SG-CoT: An Ambiguity-Aware Robotic Planning Framework using Scene Graph Representations
New AI system helps robots ask clarifying questions when instructions are ambiguous, improving success rates by 15%.
A team of researchers including Akshat Rana and Peeyush Agarwal has introduced SG-CoT (Scene Graph-Chain-of-Thought), a novel framework designed to solve a critical problem in robotics: ambiguous instructions. When a large language model (LLM) is asked to plan a task like "pick up the red cup," it might fail if there are multiple red cups in the scene. SG-CoT addresses this by first constructing a structured scene graph from the robot's observations, which captures objects, their attributes (like color), and their relationships to each other.
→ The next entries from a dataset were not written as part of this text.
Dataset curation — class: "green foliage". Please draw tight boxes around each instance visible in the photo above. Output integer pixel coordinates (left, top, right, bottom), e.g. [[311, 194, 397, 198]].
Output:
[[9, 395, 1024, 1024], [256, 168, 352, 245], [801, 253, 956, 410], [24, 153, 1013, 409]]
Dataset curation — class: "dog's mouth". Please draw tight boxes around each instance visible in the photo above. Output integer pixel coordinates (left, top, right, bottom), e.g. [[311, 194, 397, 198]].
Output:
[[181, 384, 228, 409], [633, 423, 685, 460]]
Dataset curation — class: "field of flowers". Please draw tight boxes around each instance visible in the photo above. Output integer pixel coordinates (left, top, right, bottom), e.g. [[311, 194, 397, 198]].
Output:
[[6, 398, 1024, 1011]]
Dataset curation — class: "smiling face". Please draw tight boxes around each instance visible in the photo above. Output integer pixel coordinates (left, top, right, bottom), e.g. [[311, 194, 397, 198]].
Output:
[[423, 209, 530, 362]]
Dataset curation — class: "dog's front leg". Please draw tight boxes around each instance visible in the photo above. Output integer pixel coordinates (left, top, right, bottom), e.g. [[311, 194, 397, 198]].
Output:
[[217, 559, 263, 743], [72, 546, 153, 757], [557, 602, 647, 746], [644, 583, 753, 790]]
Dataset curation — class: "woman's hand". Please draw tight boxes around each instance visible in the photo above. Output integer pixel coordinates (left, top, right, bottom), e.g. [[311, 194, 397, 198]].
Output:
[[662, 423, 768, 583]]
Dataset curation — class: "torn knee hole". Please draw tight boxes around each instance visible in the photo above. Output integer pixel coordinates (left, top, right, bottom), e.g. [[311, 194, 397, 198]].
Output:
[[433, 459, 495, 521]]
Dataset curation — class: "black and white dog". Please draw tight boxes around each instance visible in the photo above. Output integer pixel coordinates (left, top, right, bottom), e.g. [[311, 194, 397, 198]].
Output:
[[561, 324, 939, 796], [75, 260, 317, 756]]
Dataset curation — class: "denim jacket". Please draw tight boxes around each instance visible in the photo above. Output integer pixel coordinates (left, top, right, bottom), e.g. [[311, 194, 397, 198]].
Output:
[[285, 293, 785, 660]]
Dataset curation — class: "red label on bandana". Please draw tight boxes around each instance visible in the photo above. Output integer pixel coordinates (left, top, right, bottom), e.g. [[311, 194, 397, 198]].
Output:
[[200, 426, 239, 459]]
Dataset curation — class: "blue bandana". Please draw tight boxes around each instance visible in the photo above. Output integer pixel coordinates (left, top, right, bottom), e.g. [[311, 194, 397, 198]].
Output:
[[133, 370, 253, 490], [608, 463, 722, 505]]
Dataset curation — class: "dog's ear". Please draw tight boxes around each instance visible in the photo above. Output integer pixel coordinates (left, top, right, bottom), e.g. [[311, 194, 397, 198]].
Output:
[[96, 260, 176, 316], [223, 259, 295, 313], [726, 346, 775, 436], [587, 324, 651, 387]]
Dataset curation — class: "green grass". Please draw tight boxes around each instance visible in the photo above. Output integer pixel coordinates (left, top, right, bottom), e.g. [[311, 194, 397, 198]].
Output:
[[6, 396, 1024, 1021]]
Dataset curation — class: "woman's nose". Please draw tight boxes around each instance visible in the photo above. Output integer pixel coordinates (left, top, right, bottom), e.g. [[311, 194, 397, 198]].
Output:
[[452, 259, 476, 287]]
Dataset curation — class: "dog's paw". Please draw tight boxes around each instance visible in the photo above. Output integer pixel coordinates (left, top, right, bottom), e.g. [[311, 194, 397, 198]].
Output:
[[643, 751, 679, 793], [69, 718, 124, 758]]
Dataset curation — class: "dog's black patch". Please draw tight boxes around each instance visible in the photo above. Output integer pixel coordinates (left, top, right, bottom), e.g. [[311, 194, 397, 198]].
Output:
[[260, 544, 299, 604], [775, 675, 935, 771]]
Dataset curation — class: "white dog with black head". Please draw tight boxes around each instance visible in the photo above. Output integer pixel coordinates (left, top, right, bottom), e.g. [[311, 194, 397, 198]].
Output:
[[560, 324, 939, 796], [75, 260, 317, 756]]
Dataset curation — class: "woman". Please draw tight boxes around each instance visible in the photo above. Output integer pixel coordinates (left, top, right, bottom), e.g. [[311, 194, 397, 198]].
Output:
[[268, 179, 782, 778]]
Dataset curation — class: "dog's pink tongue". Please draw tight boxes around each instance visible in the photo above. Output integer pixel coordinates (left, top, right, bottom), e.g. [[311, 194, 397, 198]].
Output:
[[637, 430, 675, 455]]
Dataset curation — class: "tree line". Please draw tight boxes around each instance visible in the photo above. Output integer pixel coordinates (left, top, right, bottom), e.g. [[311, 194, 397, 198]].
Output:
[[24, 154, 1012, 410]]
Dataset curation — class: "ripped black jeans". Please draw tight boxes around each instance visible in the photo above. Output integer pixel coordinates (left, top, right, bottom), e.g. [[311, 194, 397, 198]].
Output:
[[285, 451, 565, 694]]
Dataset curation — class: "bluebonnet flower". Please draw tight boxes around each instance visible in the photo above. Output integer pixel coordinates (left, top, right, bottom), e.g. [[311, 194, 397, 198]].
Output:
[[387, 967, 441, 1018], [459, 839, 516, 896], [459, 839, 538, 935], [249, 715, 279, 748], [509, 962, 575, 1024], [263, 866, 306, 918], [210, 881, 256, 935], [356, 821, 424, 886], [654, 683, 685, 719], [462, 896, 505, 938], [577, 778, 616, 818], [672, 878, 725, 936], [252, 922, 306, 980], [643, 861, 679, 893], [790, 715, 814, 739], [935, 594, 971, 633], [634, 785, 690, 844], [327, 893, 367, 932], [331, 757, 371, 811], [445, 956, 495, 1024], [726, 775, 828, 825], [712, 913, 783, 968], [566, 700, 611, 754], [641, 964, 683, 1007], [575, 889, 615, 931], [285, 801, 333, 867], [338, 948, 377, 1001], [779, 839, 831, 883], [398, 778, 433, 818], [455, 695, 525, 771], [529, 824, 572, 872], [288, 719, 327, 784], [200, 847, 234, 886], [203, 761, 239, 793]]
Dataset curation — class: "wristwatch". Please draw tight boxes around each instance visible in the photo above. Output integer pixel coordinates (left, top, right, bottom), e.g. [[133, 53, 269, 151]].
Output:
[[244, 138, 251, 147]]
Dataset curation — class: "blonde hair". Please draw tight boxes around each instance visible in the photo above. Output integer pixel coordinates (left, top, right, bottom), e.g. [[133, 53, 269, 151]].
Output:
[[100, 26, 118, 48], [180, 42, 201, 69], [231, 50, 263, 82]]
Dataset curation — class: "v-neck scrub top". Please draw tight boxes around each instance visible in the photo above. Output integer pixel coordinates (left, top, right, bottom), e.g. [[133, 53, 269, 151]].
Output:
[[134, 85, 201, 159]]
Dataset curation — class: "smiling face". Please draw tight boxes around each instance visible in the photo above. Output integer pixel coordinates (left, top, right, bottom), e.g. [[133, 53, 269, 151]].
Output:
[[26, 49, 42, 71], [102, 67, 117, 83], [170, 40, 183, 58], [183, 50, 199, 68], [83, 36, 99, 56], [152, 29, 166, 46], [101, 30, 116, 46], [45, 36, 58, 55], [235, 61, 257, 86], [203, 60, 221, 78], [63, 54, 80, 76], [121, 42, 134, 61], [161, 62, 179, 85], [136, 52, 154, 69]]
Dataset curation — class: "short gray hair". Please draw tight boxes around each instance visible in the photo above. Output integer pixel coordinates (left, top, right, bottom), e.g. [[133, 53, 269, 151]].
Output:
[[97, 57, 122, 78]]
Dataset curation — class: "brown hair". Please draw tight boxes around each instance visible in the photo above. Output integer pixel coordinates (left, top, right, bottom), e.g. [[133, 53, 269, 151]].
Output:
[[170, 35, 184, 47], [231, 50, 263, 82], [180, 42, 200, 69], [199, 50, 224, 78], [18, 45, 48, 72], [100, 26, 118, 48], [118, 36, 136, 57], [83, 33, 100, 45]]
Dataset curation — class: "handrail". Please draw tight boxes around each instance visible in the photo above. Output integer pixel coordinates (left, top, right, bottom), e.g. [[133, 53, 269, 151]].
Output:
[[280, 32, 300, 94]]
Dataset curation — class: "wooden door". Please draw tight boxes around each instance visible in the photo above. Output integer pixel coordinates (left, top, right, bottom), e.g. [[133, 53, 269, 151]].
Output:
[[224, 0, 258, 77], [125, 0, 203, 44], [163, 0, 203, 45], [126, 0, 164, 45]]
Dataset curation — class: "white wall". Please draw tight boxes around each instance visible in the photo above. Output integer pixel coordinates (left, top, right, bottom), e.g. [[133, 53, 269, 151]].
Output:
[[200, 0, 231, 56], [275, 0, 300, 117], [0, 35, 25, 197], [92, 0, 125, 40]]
In the second stage, the LLM planner is equipped with retrieval functions to query specific, relevant portions of this scene graph. This grounds the AI's reasoning in the actual environment, preventing it from hallucinating or making incorrect assumptions. Crucially, the framework enables the robot to identify the source of ambiguity—such as multiple matching objects—and proactively ask a disambiguation question to a human or another robot, like "Which red cup, the one on the table or the one on the shelf?"
Extensive experimentation validates the approach, showing it consistently outperforms previous methods. The results include a minimum 10% improvement in question-answering accuracy related to the scene and significant boosts in task success rates: at least a 4% increase in single-agent environments and a more substantial 15% improvement in multi-agent settings where coordination is key. This demonstrates SG-CoT's effectiveness in creating more reliable and generalizable robotic planners that can operate in complex, real-world situations.
- SG-CoT uses scene graphs to ground LLM reasoning in visual observations, reducing planning errors.
- The system improves question-answering accuracy by at least 10% and task success rates by 4-15%.
- It enables robots to identify ambiguous instructions and ask targeted clarifying questions to resolve them.
Why It Matters
This brings us closer to reliable robots that can understand and operate in messy, ambiguous real-world environments without constant human intervention.